Nach der Rsp sind unter AGB alle für eine Vielzahl von Verträgen vorformulierten Vertragsbedingungen zu verstehen, die eine Vertragspartei der anderen bei Abschluss eines Vertrags stellt; gleichgültig ist, ob die Bestimmungen einen äußerlich gesonderten Bestandteil des Vertrags bilden oder in der Vertragsurkunde selbst aufgenommen sind, welchen Umfang sie haben, in welcher Schriftart sie verfasst sind und welche Form der Vertrag hat; ein Vertragsformblatt, das AGB gleichzuhalten ist, liegt auch dann vor, wenn es sich nur auf Teile des Vertrags oder auf bestimmte Vertragspunkte bezieht
GZ 7 Ob 168/17g, 21.03.2018
OGH: Wer im geschäftlichen Verkehr in AGB, die er von ihm geschlossenen Verträgen zugrunde legt, oder in hiebei verwendeten Formblättern für Verträge Bedingungen vorsieht, die gegen ein gesetzliches Verbot oder gegen die guten Sitten verstoßen, oder wer solche Bedingungen für den geschäftlichen Verkehr empfiehlt, kann nach § 28 Abs 1 KSchG auf Unterlassung geklagt werden. Dieses Verbot schließt auch das Verbot ein, sich auf eine solche Bedingung zu berufen, soweit sie unzulässigerweise vereinbart worden ist.

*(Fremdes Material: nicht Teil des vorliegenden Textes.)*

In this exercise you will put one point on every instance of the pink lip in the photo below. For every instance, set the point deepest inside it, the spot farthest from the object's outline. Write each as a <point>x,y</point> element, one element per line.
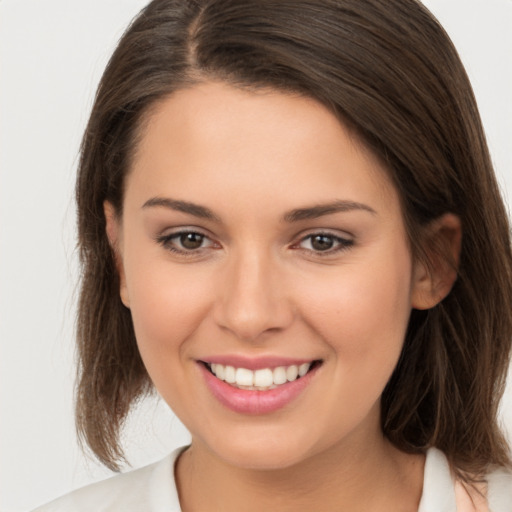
<point>255,402</point>
<point>254,363</point>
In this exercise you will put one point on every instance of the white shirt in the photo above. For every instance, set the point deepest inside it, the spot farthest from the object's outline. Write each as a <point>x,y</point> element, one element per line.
<point>153,489</point>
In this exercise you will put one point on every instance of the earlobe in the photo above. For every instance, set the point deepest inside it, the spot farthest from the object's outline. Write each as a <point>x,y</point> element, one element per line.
<point>113,230</point>
<point>433,279</point>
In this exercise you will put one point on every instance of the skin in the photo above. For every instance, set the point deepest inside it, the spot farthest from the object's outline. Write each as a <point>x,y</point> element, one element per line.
<point>257,286</point>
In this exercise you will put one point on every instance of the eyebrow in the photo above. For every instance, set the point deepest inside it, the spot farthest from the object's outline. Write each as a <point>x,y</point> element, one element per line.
<point>182,206</point>
<point>296,215</point>
<point>320,210</point>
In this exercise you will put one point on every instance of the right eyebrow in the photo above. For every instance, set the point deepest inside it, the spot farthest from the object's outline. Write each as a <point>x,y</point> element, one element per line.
<point>182,206</point>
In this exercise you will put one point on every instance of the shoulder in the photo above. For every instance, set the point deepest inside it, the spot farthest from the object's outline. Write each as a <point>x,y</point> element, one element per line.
<point>151,488</point>
<point>443,493</point>
<point>499,490</point>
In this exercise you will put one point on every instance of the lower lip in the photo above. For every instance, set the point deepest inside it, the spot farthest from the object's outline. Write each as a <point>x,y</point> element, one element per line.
<point>247,401</point>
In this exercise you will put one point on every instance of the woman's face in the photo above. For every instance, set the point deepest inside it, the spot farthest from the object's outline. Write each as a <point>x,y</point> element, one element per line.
<point>258,234</point>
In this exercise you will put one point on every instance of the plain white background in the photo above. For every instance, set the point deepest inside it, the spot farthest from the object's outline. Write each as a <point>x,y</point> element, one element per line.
<point>52,54</point>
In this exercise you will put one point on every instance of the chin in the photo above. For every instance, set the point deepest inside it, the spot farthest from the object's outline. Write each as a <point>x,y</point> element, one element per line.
<point>271,452</point>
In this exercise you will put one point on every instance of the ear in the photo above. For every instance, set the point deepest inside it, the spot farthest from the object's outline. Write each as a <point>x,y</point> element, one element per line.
<point>433,279</point>
<point>113,230</point>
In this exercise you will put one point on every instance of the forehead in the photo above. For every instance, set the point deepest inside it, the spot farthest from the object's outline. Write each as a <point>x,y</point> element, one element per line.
<point>213,142</point>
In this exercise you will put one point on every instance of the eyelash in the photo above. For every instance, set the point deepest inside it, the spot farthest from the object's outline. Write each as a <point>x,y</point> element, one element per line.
<point>168,242</point>
<point>341,244</point>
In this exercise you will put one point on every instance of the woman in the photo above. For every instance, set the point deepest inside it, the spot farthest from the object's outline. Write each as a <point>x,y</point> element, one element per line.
<point>290,228</point>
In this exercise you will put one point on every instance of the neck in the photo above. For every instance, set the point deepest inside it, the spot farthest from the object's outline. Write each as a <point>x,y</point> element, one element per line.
<point>350,476</point>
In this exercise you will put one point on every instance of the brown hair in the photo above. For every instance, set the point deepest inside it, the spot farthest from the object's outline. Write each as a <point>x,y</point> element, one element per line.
<point>389,71</point>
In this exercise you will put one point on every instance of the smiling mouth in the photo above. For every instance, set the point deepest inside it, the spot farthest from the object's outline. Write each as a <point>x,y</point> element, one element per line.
<point>263,379</point>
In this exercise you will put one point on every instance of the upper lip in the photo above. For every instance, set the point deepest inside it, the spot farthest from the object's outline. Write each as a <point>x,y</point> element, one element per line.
<point>255,363</point>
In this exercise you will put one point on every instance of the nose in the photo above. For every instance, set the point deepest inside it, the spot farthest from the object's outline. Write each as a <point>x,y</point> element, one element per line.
<point>252,297</point>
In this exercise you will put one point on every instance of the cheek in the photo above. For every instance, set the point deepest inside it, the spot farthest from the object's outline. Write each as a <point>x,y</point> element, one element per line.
<point>363,312</point>
<point>167,305</point>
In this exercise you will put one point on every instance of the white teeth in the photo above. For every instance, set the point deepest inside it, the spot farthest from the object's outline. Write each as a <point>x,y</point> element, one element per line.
<point>279,375</point>
<point>291,373</point>
<point>229,374</point>
<point>244,377</point>
<point>303,369</point>
<point>263,379</point>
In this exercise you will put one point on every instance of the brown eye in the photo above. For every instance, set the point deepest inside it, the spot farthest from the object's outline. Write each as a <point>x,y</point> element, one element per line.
<point>325,243</point>
<point>191,241</point>
<point>322,242</point>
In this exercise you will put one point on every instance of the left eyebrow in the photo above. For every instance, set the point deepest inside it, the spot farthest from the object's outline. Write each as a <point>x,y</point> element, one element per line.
<point>313,212</point>
<point>182,206</point>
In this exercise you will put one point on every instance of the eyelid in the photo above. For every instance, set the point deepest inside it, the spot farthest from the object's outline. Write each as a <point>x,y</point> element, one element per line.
<point>343,241</point>
<point>166,238</point>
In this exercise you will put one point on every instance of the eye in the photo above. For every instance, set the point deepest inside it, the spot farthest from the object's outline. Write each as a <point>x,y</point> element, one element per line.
<point>324,243</point>
<point>185,242</point>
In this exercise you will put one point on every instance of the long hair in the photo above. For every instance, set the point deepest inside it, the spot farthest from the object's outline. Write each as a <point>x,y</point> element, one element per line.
<point>389,71</point>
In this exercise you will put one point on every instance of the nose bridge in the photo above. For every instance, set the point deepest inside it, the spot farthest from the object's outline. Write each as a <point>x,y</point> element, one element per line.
<point>252,300</point>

Nach der Rsp sind unter AGB alle für eine Vielzahl von Verträgen vorformulierten Vertragsbedingungen zu verstehen, die eine Vertragspartei der anderen bei Abschluss eines Vertrags stellt; gleichgültig ist, ob die Bestimmungen einen äußerlich gesonderten Bestandteil des Vertrags bilden oder in der Vertragsurkunde selbst aufgenommen sind, welchen Umfang sie haben, in welcher Schriftart sie verfasst sind und welche Form der Vertrag hat. Ein Vertragsformblatt, das AGB gleichzuhalten ist, liegt auch dann vor, wenn es sich nur auf Teile des Vertrags oder auf bestimmte Vertragspunkte bezieht. Die von der Beklagten an ihre Kunden gerichteten, von der Klägerin beanstandeten Schreiben mit der „Klausel NEU“ sind demnach „allgemeine Geschäftsbedingungen“ bzw „Vertragsformblätter“ iSd § 28 KSchG.